Attraverso i momenti di interazione sonora creati dai facilitatori sonori in sala il pubblico ha avuto esperienza diretta di come vengono a crearsi meccanismi di convivenza serena tra sconosciuti con sollecitazioni di esperti anche rinunciando alla parola. Da qui anche il valore fortemente inclusivo di iniziative finalizzate al fare musica insieme, ad esempio nei cori universitari. L’incontro è stato momento di riflessione sulle problematicità da affrontare anche a livello politico perché, come ha sottolineato la prof.ssa Antonella Coppi, la musica in Italia come la cultura in generale non è accessibile a tutti e anche l’educazione musicale non risulta adeguata nonostante i benefici che quest’arte porta con sé. Eppure la musica come sottolinea la Coppi ha un enorme potenziale di cambiamento sociale, come già scoperto dal maestro Abbado che durante uno dei suoi soggiorni in Venezuela si rese conto della forte valenza del progetto “El Sistema Abreu” e pensò di riprodurlo in Italia, precisamente in Emilia Romagna. “El Sistema” è stata un’esperienza voluta negli anni ’70 dall’allora Ministro della Cultura José Antonio Abreu, che provò a cambiare la società venezuelana attraverso la musica usata come arma di riscatto sociale e partecipazione attiva. Abreu creò centri di ritrovo attrezzati con strumenti musicali dove accogliere bambini e giovani, sottraendoli a tentazioni di devianza diffuse nel territorio. Il modello didattico aveva come obiettivo quello di abbattere o almeno ridurre il divario socio-economico fornendo educazione musicale gratuita e accessibile a bambini e giovani di ogni ceto sociale, in particolare a quelli provenienti da contesti svantaggiati.

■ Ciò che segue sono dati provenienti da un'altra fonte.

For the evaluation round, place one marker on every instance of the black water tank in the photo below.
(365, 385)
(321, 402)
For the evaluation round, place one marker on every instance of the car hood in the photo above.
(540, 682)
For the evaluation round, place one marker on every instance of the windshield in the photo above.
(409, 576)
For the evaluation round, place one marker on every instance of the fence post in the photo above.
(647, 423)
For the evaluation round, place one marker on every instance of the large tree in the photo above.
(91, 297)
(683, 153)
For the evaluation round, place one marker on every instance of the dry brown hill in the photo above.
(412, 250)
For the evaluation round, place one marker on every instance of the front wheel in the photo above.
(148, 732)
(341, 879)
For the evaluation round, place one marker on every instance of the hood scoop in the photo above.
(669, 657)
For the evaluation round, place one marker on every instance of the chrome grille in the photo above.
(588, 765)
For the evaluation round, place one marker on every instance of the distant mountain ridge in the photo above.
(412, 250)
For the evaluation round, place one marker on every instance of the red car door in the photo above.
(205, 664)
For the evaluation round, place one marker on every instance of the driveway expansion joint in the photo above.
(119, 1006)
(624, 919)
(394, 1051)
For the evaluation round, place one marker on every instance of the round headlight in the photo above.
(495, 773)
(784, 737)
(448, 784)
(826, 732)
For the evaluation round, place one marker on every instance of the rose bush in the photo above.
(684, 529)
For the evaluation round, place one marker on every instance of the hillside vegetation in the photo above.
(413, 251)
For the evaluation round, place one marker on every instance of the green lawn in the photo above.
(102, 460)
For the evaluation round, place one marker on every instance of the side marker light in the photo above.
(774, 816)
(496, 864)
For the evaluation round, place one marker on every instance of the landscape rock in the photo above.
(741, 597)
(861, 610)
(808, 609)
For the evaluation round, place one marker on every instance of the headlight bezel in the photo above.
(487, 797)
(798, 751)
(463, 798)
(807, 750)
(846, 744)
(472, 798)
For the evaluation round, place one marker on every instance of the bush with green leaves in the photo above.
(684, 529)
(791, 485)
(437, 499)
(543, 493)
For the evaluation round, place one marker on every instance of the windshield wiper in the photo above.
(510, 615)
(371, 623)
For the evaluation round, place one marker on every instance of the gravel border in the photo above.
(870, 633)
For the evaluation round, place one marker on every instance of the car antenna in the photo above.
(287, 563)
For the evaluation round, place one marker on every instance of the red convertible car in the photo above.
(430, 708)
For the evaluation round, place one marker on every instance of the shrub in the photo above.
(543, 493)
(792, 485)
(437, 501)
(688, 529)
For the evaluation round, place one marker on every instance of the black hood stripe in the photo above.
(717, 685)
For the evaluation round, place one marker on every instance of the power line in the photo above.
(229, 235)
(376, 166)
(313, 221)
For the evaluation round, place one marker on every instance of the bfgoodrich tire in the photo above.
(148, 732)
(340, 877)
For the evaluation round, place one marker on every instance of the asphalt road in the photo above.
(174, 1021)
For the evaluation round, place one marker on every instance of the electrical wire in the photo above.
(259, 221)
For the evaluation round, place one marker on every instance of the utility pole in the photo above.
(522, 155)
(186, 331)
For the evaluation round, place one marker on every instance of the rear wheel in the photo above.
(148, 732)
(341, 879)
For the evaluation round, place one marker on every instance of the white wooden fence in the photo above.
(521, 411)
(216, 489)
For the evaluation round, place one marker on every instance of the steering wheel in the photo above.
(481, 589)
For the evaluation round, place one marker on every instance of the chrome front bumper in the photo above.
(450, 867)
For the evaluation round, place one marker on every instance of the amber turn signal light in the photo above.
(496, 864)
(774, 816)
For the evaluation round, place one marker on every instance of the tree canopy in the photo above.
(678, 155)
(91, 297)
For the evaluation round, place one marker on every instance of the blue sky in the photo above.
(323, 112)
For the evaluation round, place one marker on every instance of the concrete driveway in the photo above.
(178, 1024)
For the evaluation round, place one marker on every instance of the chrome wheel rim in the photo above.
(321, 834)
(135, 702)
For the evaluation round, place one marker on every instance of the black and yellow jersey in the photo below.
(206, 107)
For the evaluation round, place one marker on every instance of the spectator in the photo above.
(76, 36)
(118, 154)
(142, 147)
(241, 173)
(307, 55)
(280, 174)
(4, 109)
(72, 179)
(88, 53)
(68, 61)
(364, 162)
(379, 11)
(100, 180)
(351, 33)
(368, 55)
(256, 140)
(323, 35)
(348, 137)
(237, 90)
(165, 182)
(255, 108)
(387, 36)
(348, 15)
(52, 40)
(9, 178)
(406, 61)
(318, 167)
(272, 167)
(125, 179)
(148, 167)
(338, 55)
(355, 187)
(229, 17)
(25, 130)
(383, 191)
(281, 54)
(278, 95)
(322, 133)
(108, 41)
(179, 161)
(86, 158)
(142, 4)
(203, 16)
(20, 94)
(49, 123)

Educazione musicale che non verrebbe facilitata oggi dal proliferare di piattaforme musicali quali Spotify, che al contrario avrebbero effetti sociali negativi messi in risalto nell’intervento “Co-creare la condivisione musicale: come e con quali conseguenze?” dalla prof.ssa di Sociologia presso l’Università di Exeter Tia De Nora. La studiosa ha evidenziato il rischio di rafforzare stereotipi e barriere socio-culturali attraverso meccanismi e strategie ormai collaudate dalla rete, sempre più veloce nel mettere a disposizione degli utenti pezzi e musiche coerenti con i gusti preesistenti e negando accesso a brani lontani geograficamente o culturalmente, con il pericolo di una “cultura” musicale sempre più omologata e imposta dall’industria americana. A chiusura della due giorni dedicata alla musica come “bene relazionale” da creare e godere insieme il concerto dell’orchestra Mosaika, formazione musicale multiculturale nata nel 2014.